Depuis plus de 10 ans, la Faculté de médecine vétérinaire de l’UdeM mène des travaux au Nunavik afin de prévenir les problèmes liés à la cohabitation des humains avec les animaux. Les besoins sont immenses, car cette région ne peut compter sur aucun vétérinaire à temps plein. «Nous abordons ces communautés en respectant les différentes dimensions de la santé, comme le recommande l’Organisation mondiale de la santé: santé physique, mais aussi santé mentale et santé sociale», mentionne le professeur Ravel.

Chaleur et bactéries

Cette menace n’est qu’un exemple des sujets sur lesquels se penche le Dr Ravel. Il est reconnu pour son expertise en matière de zoonoses bactériennes (salmonellose, campylobactériose et infections à Escherichia coli) et parasitaires (giardiase, cryptosporidiose). «Voici un autre type de maladie qui pourrait voir son rayon s’agrandir en fonction des changements climatiques, poursuit le vétérinaire épidémiologiste: la campylobactériose, qui est causée par des bactéries qui se trouvent dans les déjections animales de plusieurs mammifères et oiseaux domestiques ou sauvages. En cas de pluies abondantes, la bactérie qui la produit peut se retrouver dans les sources d’eau potable. Et les changements climatiques augmentent le nombre et l’intensité de ces pluies abondantes.»

Les effets de l’infection par des campylobacters ne sont pas mortels, mais ils peuvent se faire sentir sur la productivité en raison de l’absentéisme provoqué. «Les symptômes sont ceux de la gastroentérite classique: diarrhée, vomissements, maux de ventre», résume le chercheur.

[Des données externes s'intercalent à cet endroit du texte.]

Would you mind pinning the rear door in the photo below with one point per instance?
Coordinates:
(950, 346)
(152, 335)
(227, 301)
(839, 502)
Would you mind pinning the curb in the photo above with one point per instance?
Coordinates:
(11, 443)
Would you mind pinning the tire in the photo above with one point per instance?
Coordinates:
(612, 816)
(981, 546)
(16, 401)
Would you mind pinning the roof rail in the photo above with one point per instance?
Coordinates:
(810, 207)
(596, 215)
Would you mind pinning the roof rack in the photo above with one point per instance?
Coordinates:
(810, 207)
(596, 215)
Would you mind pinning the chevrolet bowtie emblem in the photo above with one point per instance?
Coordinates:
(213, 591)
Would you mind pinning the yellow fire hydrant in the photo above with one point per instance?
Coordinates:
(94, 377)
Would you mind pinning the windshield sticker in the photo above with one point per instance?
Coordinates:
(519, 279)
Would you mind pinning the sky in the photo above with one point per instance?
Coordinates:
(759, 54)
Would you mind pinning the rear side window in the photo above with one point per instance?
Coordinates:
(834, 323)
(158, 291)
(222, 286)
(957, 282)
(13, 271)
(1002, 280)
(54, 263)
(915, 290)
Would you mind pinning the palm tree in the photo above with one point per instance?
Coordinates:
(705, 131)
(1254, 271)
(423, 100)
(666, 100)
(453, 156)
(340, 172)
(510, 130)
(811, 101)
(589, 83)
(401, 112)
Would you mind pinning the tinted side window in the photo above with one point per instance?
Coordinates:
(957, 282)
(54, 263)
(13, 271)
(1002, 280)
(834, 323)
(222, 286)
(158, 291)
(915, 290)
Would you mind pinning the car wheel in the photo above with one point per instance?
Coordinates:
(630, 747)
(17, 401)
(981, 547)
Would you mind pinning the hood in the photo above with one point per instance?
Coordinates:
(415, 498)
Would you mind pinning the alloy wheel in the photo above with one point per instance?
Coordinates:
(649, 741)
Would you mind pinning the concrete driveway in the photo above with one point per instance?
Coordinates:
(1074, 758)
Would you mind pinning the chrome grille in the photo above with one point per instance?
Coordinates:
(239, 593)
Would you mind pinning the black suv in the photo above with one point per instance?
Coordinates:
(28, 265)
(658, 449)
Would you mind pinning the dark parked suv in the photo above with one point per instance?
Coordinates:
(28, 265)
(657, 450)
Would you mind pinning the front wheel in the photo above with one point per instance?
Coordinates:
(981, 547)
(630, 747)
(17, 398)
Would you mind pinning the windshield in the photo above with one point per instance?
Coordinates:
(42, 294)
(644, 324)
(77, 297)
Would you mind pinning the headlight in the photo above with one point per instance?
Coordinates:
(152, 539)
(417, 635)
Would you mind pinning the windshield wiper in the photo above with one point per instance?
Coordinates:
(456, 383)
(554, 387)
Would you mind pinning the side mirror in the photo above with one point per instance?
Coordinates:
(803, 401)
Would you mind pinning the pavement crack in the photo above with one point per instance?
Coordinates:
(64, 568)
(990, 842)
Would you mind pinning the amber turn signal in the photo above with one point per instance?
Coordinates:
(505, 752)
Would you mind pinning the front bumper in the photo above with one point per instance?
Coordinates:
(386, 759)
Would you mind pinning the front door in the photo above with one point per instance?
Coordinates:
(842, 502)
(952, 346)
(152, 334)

D’autres travaux transdisciplinaires sont effectués par le GREZOSP, qui célèbre cette année ses 20 ans d’existence. Ce groupe unique en son genre est né d’une entente de partenariat avec l’Agence de la santé publique du Canada qui se poursuit depuis alors que d’autres ententes ont été conclues avec l’Agence canadienne d’inspection des aliments et l’Institut national de santé publique du Québec. Dix chercheurs du GREZOSP sont aussi associés à l’axe Une seule santé du monde du Centre de recherche en santé publique tout nouvellement financé à l’École de santé publique de l’Université de Montréal.